Department of Pediatrics, Graduate School of Medical Sciences, Kyushu University, Fukuoka, Japan.
Brain Dev. 2018 Nov;40(10):952-955. doi: 10.1016/j.braindev.2018.05.016. Epub 2018 Jun 12.
Langerhans cell histiocytosis (LCH) is a clonal disease with focal or disseminated lesions that may compress the surrounding tissues, including the spinal cord. Because few reports have described the spinal symptoms as the first manifestation of pediatric LCH, the long-term neurological outcomes remain unclear.

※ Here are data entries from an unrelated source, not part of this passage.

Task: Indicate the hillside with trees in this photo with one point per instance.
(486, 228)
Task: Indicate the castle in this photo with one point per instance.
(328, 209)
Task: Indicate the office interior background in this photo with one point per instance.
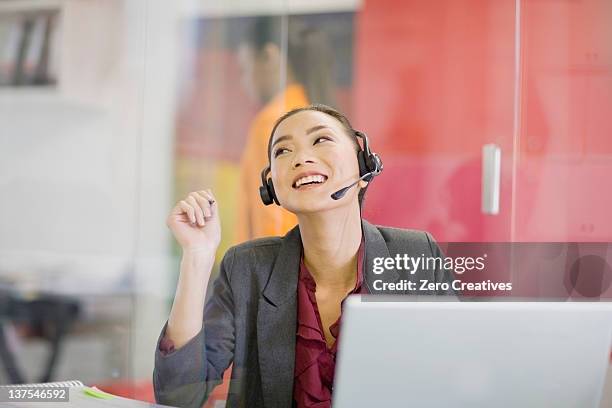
(492, 118)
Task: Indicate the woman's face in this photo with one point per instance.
(312, 157)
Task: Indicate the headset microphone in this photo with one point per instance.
(340, 193)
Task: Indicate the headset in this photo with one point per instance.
(370, 166)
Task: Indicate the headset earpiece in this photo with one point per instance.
(266, 190)
(369, 162)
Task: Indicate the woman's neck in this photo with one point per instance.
(331, 240)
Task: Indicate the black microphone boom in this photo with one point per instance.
(340, 193)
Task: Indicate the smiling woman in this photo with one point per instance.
(276, 305)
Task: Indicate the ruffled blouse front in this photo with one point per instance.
(315, 362)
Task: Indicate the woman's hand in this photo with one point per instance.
(194, 221)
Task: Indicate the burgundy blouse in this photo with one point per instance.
(315, 362)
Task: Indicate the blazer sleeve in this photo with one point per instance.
(186, 376)
(441, 274)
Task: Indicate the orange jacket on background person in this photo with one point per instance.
(254, 219)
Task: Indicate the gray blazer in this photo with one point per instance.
(250, 319)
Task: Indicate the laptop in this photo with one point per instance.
(399, 353)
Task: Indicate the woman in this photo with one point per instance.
(275, 308)
(280, 80)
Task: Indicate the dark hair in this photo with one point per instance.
(346, 124)
(308, 53)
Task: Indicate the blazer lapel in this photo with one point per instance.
(277, 324)
(277, 313)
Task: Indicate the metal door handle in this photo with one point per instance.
(491, 169)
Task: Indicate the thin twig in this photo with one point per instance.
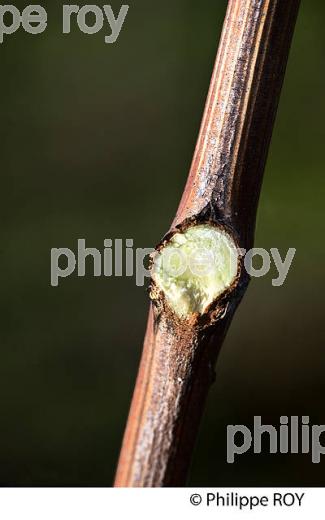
(223, 187)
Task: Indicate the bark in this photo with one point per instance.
(223, 187)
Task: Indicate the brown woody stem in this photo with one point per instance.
(223, 187)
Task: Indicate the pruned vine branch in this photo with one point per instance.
(222, 190)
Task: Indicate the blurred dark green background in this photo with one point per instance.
(96, 142)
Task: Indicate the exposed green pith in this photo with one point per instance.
(195, 267)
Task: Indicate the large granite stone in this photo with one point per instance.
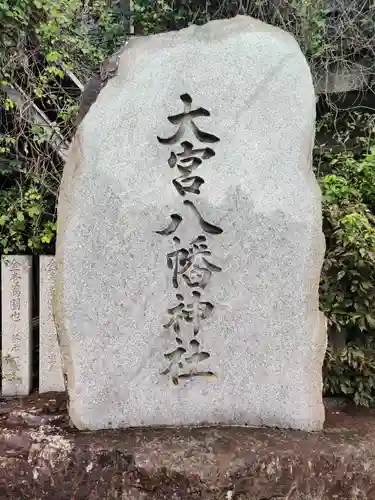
(230, 266)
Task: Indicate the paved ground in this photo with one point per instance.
(42, 457)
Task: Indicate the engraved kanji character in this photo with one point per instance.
(185, 118)
(196, 311)
(198, 270)
(206, 226)
(176, 315)
(176, 260)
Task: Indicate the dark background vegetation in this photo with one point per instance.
(46, 47)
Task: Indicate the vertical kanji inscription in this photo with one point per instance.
(191, 265)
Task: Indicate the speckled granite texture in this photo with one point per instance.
(230, 265)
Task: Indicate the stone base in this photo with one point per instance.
(42, 457)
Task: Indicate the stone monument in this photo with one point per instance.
(190, 240)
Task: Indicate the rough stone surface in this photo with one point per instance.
(16, 324)
(53, 461)
(50, 369)
(258, 319)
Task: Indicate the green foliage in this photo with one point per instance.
(40, 42)
(25, 224)
(351, 373)
(348, 277)
(347, 291)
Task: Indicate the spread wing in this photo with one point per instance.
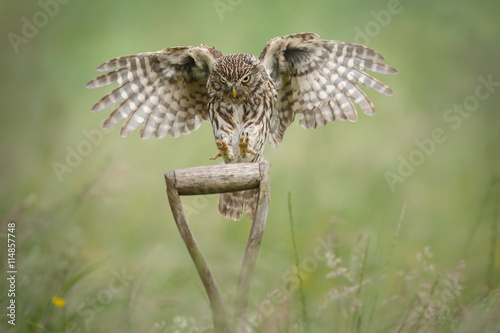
(163, 91)
(318, 80)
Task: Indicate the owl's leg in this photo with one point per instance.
(244, 145)
(225, 150)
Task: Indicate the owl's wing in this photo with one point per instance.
(318, 80)
(165, 90)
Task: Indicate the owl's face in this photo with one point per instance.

We report a 21-month-old boy who presented with sudden-onset paraplegia. Imaging analyses revealed that osteolytic lesions and epidural tumors compressing the spinal cord at the T7-9 vertebrae. Twelve days after he developed leg weakness, emergency radiotherapy was started after a tumor biopsy. During the course of radiotherapy, paralysis steadily ameliorated. After we excluded infections and determined the pathological diagnosis of LCH, multi-drug chemotherapy was started. Apparent improvement in his complete paraplegia was observed after a total 15 Gy of radiotherapy and subsequent chemotherapy, leaving no neurological sequelae at 4 years of age. Through a literature search of studies published from 1980 to 2017, we found that children with LCH showed a generally favorable recovery from neurological dysfunction after the acute phase of spinal symptoms.
This report underscores the utility of emergency radiotherapy for the neurological recovery of spinal LCH in infants. Our long-term observation further denotes the value of this treatment in terms of the intact survival with preserved motor functions and physical growth.
朗格汉斯细胞组织细胞增多症(LCH)是一种克隆性疾病,具有局灶性或播散性病变,可压迫周围组织,包括脊髓。由于很少有报道将脊柱症状描述为儿童LCH的首发表现,其长期神经学预后仍不明确。
我们报告一名21个月大的男孩,他突然出现截瘫。影像学分析显示,溶骨性病变和硬膜外肿瘤压迫T7 - 9椎体水平的脊髓。在他出现腿部无力12天后,在肿瘤活检后开始了紧急放疗。在放疗过程中,瘫痪症状逐渐改善。在排除感染并确定LCH的病理诊断后,开始了多药化疗。在总共15 Gy的放疗及后续化疗后,他的完全性截瘫明显改善,4岁时未遗留神经后遗症。通过检索1980年至2017年发表的研究文献,我们发现LCH患儿在脊柱症状急性期后神经功能障碍通常恢复良好。
本报告强调了紧急放疗对婴儿脊柱LCH神经功能恢复的作用。我们的长期观察进一步表明了这种治疗在保留运动功能和身体生长的完整生存方面的价值。